Es klingt leicht angestaubt, ist es aber nicht: Ein rund 260 Seiten dickes Buch über "Chorkomponisten in Württemberg - 20 Porträts aus fünf Jahrhunderten". Schon der erste Blick ins Buch überrascht mit einer Aufteilung nach Landschaften. Und dann werden prominente Namen wie selbstverständlich neben unbekannte gestellt. So haben von Erasmus Widmann, nach dem auch Schulen benannt sind, und von Helmut Bornefeld sicher nicht nur Musikliebhaber gehört. Aber von Emilie Zumsteeg oder Samuel Friedrich Capricornus? Der Band erzählt Musikgeschichte, die häufig mit Kirchenmusik zu tun hat, jedoch nicht ausschließlich.

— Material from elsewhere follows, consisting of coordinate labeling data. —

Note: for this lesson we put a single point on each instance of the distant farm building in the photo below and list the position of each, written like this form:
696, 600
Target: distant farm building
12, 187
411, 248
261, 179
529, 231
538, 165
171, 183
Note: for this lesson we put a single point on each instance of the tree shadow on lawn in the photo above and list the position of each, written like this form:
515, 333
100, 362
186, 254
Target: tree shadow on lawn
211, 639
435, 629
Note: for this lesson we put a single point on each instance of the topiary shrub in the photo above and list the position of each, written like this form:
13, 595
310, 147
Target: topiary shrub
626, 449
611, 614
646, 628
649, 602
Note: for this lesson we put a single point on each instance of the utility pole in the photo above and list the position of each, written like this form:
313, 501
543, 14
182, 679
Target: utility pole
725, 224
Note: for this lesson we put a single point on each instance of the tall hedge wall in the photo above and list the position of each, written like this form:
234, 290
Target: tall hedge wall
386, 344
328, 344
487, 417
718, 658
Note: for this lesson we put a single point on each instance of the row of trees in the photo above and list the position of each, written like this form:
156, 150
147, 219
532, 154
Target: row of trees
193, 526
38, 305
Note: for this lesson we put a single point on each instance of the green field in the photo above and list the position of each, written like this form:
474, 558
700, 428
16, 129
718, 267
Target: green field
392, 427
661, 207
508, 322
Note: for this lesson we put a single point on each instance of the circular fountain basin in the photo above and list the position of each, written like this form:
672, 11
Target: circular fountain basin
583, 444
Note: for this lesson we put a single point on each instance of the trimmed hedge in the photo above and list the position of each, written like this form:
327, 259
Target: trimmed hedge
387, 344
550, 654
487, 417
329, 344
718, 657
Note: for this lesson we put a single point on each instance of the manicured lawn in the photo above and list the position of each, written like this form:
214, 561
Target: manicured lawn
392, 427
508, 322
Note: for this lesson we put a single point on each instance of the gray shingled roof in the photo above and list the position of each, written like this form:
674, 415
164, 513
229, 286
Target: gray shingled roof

Die Stuttgarterin Emilie Zumsteeg beispielsweise (1796-1857) wird wie alle anderen Komponisten auch mit ihrer über die Kapitel gesetzten Unterschrift eingeführt. Ihr selbstbewusstes geschwungenes "Z" bestätigt, was Rainer Bayreuther und Michael Aschauer über die Komponistentochter schreiben: Sie war ein Beispiel für die damals wachsende Emanzipation der Frau im bürgerlichen Leben und hat die Chorszene ihrer Zeit in Stuttgart gestaltet. Sie brachte auch Musikbegeisterte aus verschiedenen Schichten zusammen, was damals nicht selbstverständlich war. Unter ihrer Leitung wurde Händels Oratorium "Messias" in Stuttgart erstmals aufgeführt.
Auf knappen sechs Seiten schaffen es die beiden Autoren, ein Bild der Zeit, die von der Revolution im nahen Frankreich geprägt war, mit der Lebensgeschichte von Emilie Zumsteeg zu vereinen. Dazu stellen sie zeitgenössische Bilder - auch ein Porträt.
Neuer Raum für den Choral
Der 1990 verstorbene Helmut Bornefeld, dessen plusminus 600 "Choralwerk" -Kompositionen zu seiner Zeit als sehr eigenwillig und schwer zu singen eingestuft wurden, wird ebenfalls vorgestellt als Komponist von Orgelstücken und Orgelplaner. Mit seinem "Choralwerk" wollte Bornefeld dem Choral "als dem kirchenmusikalischen Kerngut der evangelischen Kirche und einzigartigen Symbol ihres reformatorischen Charakters" neuen Raum schaffen. Im Alter kam er zu der Einsicht, dass die Hörgewohnheiten dem zuwiderlaufen. Er setzte deshalb dann auf die Orgel allein oder zusammen mit anderen Instrumenten und mit Sologesang.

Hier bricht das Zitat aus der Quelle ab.